THE DREAM REALIZED
Herb Boyd | 4/12/2011, 4:40 p.m.
A reporter asked a young boy wearing a T-shirt adorned with the images of President Barack Obama and Dr. Martin Luther King, Jr. what they signified. The youngster, without hesitation, said "Dr. King represents the dream, and President Obama represents the reality."
He was much too young to have known anything about the "dreamer," but from television, radio, newspapers, magazines and the Internet, Obama was someone his 12-year-old mind readily grasped and understood. But the T-shirt and the wonderful image of Dr. King was his gateway back to the past to understand the direct connection between the dreamer and the reality he was currently enjoying. And it's unfortunate that Obama hasn't done a very good job of explaining that relationship.
Obama has written two very engrossing books, but other than a brief mention of Dr. King, along with other American legends, there is no extended discussion. In fact, in "Dreams from My Father," he gives more attention to Malcolm X, recalling how valuable the leader's autobiography was to him as he grappled with his color and manhood.
Toward the end of his acceptance speech on August 28 in Denver at Invesco Field, Obama did allude to Dr. King when he spoke of the American promise: "And it is that promise that, 45 years ago today, brought Americans from every corner of this land to stand together on a mall in Washington, before Lincoln's Memorial and hear a young preacher from Georgia speak of his dream."
For some reason, perhaps for poetic effect, he felt it better not to say Dr. King's name, though he mentioned John Kennedy, Franklin Delano Roosevelt and Lincoln. Nor was Dr. King mentioned by name in Obama's victory speech in Chicago on November 4, but once more alluded to when he said while extolling the virtues and longevity of Ann Nixon Cooper, the 106 year-old Black woman: "She was there for the buses in Montgomery, the hoses in Birmingham, a bridge in Selma and a preacher from Atlanta who told a people that We Shall Overcome."
While Obama could quote Lincoln and give him attribution, he chose to lift Dr. King's phrase about the "moral arc of the universe is long but bends toward justice" to fit his own words by remarking, "It's the answer that led those who have been told for so long by so many to be cynical and fearful and doubtful of what we can achieve to put their hands on the arc of history and bend it once more toward the hope of a better day."

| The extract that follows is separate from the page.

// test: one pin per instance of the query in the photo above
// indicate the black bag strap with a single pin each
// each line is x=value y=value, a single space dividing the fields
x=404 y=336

None of this is done to belittle or to impugn Obama, but it is rather curious that on two momentous occasions he chose not to put his victory in context by citing Dr. King's name. Sometimes, particularly for our younger generation, things have to be made explicit, as Malcolm X said, "Make it plain," so they know who Dr. King was, the reality of his dream and the thousands who struggled with him on the ramparts to bring about justice and equality in America.